I'm not familiar with the term 'roach backed'? 

Hm..I thought he looked downhill. Maybe thats why his gait isn't as smooth as our other horse? I got on Rowdy just for a few minutes bareback and I could feel the difference.
We're working on getting some more muscle on him. I don't think he was worked much with his previous owner, so I'm trying to muscle him up! The nearby trails have some hills I'm hoping will help  
I'm not so good at the critique thing so I always look at everyone elses horses in the critique section to get an idea haha Thanks


----------



## kickshaw (May 7, 2008)

definitely not roach backed. 

His tail is set on a little high, his hip is a little small, and his feet need some attention. I love the shape and size of his head, though. Also love his color!


----------



## amigo82 (Aug 23, 2008)

kickshaw said:


> definitely not roach backed.
> 
> His tail is set on a little high, his hip is a little small, and his feet need some attention. I love the shape and size of his head, though. Also love his color!

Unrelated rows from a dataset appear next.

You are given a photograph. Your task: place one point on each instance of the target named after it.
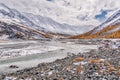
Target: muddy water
(32, 60)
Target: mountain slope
(109, 29)
(13, 30)
(44, 24)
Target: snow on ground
(28, 54)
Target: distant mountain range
(11, 21)
(108, 29)
(15, 24)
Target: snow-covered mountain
(108, 29)
(73, 12)
(42, 24)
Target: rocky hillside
(109, 29)
(11, 30)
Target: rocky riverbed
(102, 64)
(97, 64)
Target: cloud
(75, 12)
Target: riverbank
(94, 65)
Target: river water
(35, 52)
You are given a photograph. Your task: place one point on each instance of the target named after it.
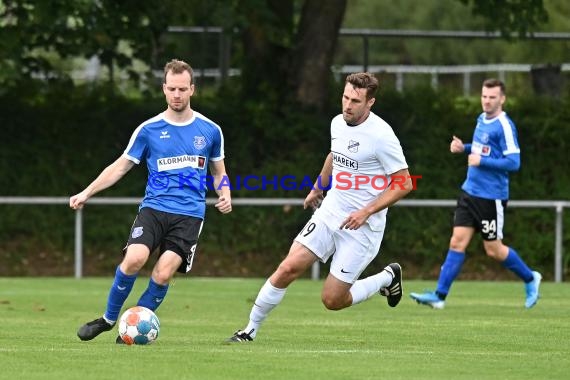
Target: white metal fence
(558, 207)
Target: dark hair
(492, 82)
(178, 67)
(364, 80)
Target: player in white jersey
(178, 146)
(369, 173)
(493, 153)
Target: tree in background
(287, 46)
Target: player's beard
(179, 106)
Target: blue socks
(514, 263)
(118, 294)
(153, 295)
(449, 271)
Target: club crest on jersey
(199, 142)
(353, 146)
(344, 161)
(137, 231)
(481, 149)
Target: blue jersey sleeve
(138, 145)
(510, 163)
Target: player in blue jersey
(493, 153)
(178, 146)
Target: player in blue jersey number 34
(178, 146)
(493, 153)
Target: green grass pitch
(483, 333)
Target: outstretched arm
(218, 170)
(108, 177)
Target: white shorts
(351, 250)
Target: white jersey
(364, 157)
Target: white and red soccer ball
(139, 325)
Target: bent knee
(333, 302)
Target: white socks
(267, 298)
(363, 289)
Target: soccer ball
(139, 325)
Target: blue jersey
(495, 140)
(177, 157)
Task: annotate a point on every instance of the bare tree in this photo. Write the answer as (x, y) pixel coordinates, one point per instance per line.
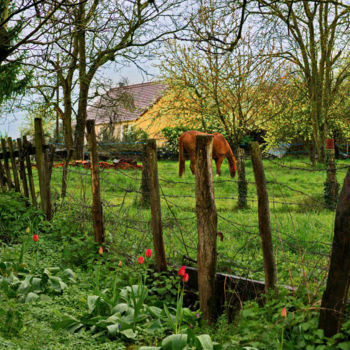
(112, 31)
(313, 36)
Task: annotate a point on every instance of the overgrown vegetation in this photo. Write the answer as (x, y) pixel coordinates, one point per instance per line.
(59, 292)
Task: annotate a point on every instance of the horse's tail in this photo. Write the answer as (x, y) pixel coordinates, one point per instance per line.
(232, 163)
(181, 157)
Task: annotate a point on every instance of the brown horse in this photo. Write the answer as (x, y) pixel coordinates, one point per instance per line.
(221, 149)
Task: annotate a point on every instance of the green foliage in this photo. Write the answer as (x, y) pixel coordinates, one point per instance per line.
(134, 134)
(12, 80)
(186, 341)
(16, 214)
(17, 282)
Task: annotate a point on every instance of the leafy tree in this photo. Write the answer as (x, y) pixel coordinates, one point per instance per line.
(20, 24)
(311, 35)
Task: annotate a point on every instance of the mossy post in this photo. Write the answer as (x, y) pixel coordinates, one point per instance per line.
(331, 186)
(26, 151)
(13, 164)
(242, 182)
(97, 213)
(22, 169)
(65, 172)
(154, 196)
(42, 166)
(6, 164)
(206, 226)
(335, 295)
(145, 192)
(2, 177)
(264, 217)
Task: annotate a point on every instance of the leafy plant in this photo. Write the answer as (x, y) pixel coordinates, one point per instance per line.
(28, 287)
(16, 214)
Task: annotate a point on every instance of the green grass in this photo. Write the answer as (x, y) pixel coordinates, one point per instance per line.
(302, 228)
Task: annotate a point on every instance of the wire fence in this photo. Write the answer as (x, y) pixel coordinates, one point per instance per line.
(301, 227)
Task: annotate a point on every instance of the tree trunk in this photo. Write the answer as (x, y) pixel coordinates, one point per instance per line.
(207, 227)
(336, 293)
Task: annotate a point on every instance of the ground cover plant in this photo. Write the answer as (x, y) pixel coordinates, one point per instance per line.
(59, 292)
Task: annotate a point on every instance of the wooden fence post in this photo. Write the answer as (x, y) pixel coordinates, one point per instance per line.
(154, 193)
(65, 172)
(331, 186)
(145, 192)
(2, 177)
(97, 214)
(13, 164)
(206, 226)
(26, 149)
(22, 170)
(6, 164)
(264, 217)
(41, 163)
(242, 182)
(336, 293)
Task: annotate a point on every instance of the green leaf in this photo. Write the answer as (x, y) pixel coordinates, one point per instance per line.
(344, 346)
(170, 318)
(92, 300)
(174, 342)
(121, 308)
(129, 333)
(205, 342)
(113, 329)
(32, 297)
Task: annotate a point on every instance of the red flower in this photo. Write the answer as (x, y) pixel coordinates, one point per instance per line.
(182, 271)
(148, 253)
(185, 277)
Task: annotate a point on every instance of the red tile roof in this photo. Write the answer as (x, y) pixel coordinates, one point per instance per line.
(142, 97)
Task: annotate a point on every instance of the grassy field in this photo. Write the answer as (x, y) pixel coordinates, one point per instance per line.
(302, 235)
(302, 227)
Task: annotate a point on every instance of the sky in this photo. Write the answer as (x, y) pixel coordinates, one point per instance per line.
(10, 125)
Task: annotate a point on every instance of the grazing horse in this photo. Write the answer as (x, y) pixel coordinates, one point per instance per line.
(221, 149)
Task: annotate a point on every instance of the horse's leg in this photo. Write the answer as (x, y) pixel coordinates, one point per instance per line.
(218, 162)
(193, 163)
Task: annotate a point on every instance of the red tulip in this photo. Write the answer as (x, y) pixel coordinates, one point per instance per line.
(185, 277)
(148, 253)
(182, 271)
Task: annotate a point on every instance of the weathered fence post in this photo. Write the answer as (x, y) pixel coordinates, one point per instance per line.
(264, 217)
(6, 164)
(331, 186)
(145, 192)
(13, 164)
(97, 213)
(42, 166)
(336, 292)
(65, 172)
(154, 193)
(2, 177)
(22, 170)
(26, 150)
(50, 162)
(206, 226)
(242, 182)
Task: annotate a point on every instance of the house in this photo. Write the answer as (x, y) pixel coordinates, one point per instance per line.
(129, 105)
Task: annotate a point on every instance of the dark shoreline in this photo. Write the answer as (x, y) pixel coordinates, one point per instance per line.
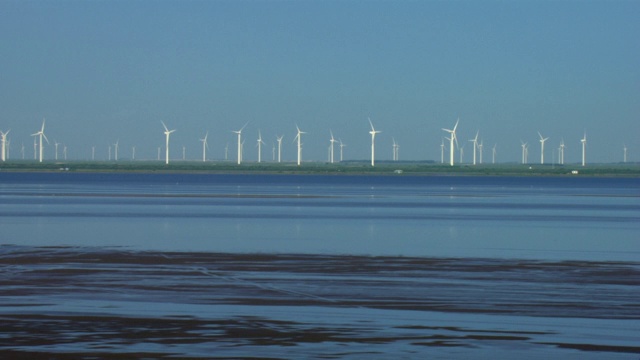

You should have seen his feet before! We've had the farrier come take a look and he said he has "surface cracks" and will be looking better in a few weeks. I've been giving him supplements and using Hooflex too. And on a random note, we just had him floated, and I guess he was overdue for that. Poor guy! He comes to his new home and gets all kinds of doctor's appointments haha


----------



## amigo82 (Aug 23, 2008)

here's a couple more pics of him
-- a butt shot








-- a side shot








--and a head shot


----------



## Painted Ride (Jun 30, 2008)

he is beautiful! what a sweet face! i just want to kiss that nose


----------



## amigo82 (Aug 23, 2008)

tbenitez said:


> he is beautiful! what a sweet face! i just want to kiss that nose


thanks tbenitez! He does have a very kissable nose :wink:


----------



## shermanismybaby3006 (Oct 10, 2008)

He has an absolute gorgeous head. And i normally dont like blue eyes with anything but a bald face but he looks good. I loves his blue eyes they are so sweet looking


----------



## amigo82 (Aug 23, 2008)

shermanismybaby3006 said:


> He has an absolute gorgeous head. And i normally dont like blue eyes with anything but a bald face but he looks good. I loves his blue eyes they are so sweet looking


thanks I love his eyes too. I had never seen a horse with _two_ blue eyes before I saw him -- usually one brown, one blue. They took me a little while to get used to at first but now they totally fit his personality and make him even cuter :razz:


----------



## jacken around (Oct 14, 2008)

i think he beautifull what a nice gentle eye


----------



## librahorse94 (May 7, 2008)

i'm not good at this but from the first picture i fell in love. very cute


----------



## Delregans Way (Sep 11, 2007)

Aww he is gorgoeus! Nice head on him


----------



## amigo82 (Aug 23, 2008)

thanks you guys


----------



## Delregans Way (Sep 11, 2007)

No worries!

Where did you get him from?


----------



## carriedenaee (Apr 17, 2008)

he is gorgeous, beautiful head...he looks sweet


----------



## amigo82 (Aug 23, 2008)

Delregans Way said:


> No worries!
> 
> Where did you get him from?


I got him from a farm that does trail riding and summer camps in Ordford,NH.




carriedenaee said:


> he is gorgeous, beautiful head...he looks sweet


Wow! Everyone seems to like his head  Guess I have a handsome horse hehehe Thanks~


----------